Em 15 de fevereiro de 1999, um grupo de 100 usuários de Linux decidiu enfrentar a Microsoft exigindo o reembolso do Windows que vinha instalado nos PCs. Amparados por uma cláusula no contrato de licença, eles organizaram um protesto em frente ao escritório da empresa na Califórnia. O episódio ficou conhecido como “Windows Refund Day”.
Quando instalar o Windows não era uma escolha
Na década de 1990, comprar um computador novo era sinônimo de levar o Windows junto — quer você quisesse ou não. A prática de incluir o sistema operacional da Microsoft nos PCs vendidos por fabricantes como IBM e HP era onipresente. Para a maioria dos consumidores, isso não era um problema. Mas para os adeptos do software livre, era inaceitável pagar por algo que não iriam usar.
Esses usuários de Linux se deparavam com uma cláusula curiosa no EULA (Contrato de Licença do Usuário Final), onde constava que, caso o comprador não aceitasse os termos do Windows, poderia solicitar o reembolso do sistema. Na prática, porém, isso quase nunca acontecia — e quando alguém tentava, era empurrado de um lado para o outro entre a fabricante do PC e a própria Microsoft.
Um caso anterior, de Geoff Bennett na Austrália em 1998, mostrou como era possível conseguir o reembolso — embora o processo tenha sido lento e tortuoso
O estopim para o protesto
A frustração cresceu até explodir no fatídico 15 de fevereiro de 1999, quando um grupo de usuários de Linux decidiu partir para o confronto direto com a gigante de Redmond.
Organizado pelo CABAL (Consortium of All Bay Area Linux), a manifestação contou com grupos Linux e FreeBSD da Bay Area e aconteceu na frente do escritório da Microsoft em Foster City, na Califórnia.
O objetivo? Cobrar o reembolso do valor correspondente à licença do Windows que, segundo eles, nunca deveria ter sido imposta. A iniciativa se estendeu a escritórios da Microsoft em cidades como Nova York, partes da Europa, Japão e Nova Zelândia — embora com participação reduzida.

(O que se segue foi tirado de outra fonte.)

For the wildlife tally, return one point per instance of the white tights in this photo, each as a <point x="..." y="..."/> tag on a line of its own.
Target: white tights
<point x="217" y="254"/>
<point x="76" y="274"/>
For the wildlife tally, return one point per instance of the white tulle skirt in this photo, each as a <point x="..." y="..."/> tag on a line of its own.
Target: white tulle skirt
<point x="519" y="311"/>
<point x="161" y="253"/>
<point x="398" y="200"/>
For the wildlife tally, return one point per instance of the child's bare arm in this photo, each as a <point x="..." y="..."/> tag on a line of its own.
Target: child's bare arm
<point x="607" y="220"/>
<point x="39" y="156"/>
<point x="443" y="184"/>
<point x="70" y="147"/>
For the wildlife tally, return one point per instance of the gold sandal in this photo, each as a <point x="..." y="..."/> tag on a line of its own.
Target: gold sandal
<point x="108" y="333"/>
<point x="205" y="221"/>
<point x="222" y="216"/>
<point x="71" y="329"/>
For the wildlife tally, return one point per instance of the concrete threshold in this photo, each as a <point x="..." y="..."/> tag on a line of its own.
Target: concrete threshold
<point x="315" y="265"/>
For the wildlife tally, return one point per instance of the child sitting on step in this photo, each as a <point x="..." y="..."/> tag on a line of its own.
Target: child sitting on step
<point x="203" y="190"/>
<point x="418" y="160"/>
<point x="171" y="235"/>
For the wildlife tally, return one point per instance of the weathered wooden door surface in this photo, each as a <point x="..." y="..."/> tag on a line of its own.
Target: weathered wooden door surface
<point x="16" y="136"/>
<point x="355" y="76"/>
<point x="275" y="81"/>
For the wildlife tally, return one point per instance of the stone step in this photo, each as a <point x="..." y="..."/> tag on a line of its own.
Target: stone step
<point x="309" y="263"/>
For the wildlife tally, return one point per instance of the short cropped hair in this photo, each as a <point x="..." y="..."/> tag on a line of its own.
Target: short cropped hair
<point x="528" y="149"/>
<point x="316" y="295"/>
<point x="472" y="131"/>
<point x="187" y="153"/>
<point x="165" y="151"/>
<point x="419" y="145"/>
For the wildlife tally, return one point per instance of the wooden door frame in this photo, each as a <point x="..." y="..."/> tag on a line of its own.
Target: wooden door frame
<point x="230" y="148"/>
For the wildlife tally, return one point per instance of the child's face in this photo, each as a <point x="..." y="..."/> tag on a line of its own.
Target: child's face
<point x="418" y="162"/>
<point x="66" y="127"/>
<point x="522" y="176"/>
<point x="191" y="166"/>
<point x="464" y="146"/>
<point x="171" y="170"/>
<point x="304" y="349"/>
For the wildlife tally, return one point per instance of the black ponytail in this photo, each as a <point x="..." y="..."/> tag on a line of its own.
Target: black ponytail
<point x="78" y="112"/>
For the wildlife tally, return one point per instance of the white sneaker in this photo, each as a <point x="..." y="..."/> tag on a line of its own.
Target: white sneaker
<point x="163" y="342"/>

Com cartazes, palavras de ordem e muito barulho, os manifestantes queriam fazer valer o que o contrato prometia — ainda que nenhuma empresa parecesse disposta a cumprir. A Microsoft, ciente do protesto, chegou a receber o grupo com um cartaz de “boas-vindas”.
Também enviou um porta-voz para desqualificar o movimento, classificando os manifestantes como “fanáticos”.

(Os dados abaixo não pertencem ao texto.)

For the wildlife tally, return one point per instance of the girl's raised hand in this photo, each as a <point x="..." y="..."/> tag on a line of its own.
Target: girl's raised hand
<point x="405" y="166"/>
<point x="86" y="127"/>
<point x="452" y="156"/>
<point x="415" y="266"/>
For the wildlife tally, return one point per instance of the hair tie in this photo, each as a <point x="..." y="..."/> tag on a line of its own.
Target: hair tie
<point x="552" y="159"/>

Tentativa de invasão e bloqueio preventivo
Embora o protesto tenha sido, em sua maioria, pacífico, um grupo de manifestantes tentou ir além. Eles tentaram acessar fisicamente o nono andar do prédio, onde ficava o escritório da Microsoft. Mas a empresa já havia antecipado a movimentação e bloqueado os elevadores e escadas de acesso, como relatou Marc Merlins, um dos presentes.

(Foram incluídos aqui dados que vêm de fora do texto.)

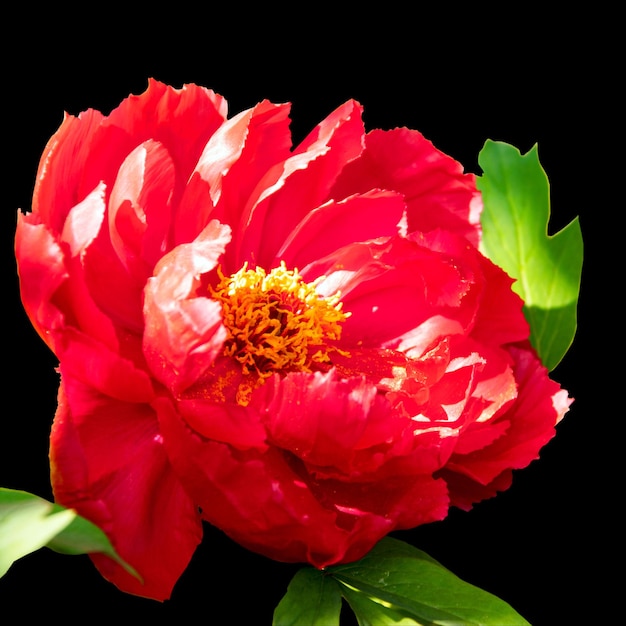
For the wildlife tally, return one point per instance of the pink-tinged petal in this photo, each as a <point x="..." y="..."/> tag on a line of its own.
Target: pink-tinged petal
<point x="41" y="268"/>
<point x="140" y="209"/>
<point x="61" y="169"/>
<point x="303" y="184"/>
<point x="418" y="340"/>
<point x="437" y="192"/>
<point x="333" y="225"/>
<point x="390" y="288"/>
<point x="110" y="285"/>
<point x="539" y="406"/>
<point x="103" y="368"/>
<point x="183" y="330"/>
<point x="267" y="503"/>
<point x="108" y="462"/>
<point x="182" y="120"/>
<point x="84" y="221"/>
<point x="236" y="157"/>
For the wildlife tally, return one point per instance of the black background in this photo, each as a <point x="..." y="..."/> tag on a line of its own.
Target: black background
<point x="548" y="544"/>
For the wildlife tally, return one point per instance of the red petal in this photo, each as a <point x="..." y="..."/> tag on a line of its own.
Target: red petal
<point x="108" y="463"/>
<point x="539" y="406"/>
<point x="265" y="501"/>
<point x="61" y="169"/>
<point x="41" y="270"/>
<point x="303" y="184"/>
<point x="437" y="192"/>
<point x="181" y="120"/>
<point x="333" y="225"/>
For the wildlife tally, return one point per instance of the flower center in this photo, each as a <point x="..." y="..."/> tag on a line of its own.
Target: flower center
<point x="276" y="322"/>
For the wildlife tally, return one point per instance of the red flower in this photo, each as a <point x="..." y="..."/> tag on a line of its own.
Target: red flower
<point x="302" y="346"/>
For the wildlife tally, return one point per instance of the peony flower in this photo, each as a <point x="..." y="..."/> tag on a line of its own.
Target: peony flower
<point x="302" y="346"/>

A cena, quase cinematográfica, ilustra bem a tensão entre a cultura corporativa fechada da Microsoft e a filosofia aberta e colaborativa do movimento Linux, que começava a ganhar tração na época.
E no fim, o que mudou?
Apesar da cobertura midiática e da repercussão, a Microsoft não cedeu. Nenhum reembolso foi concedido naquele dia. Em nota, a empresa destacou que os reembolsos eram de responsabilidade dos fabricantes de computadores.
Mas o episódio deixou uma marca: consolidou a insatisfação de uma comunidade crescente com a imposição de software proprietário nos PCs e ajudou a chamar atenção para práticas anticompetitivas que, anos depois, viriam a ser investigadas em tribunais ao redor do mundo.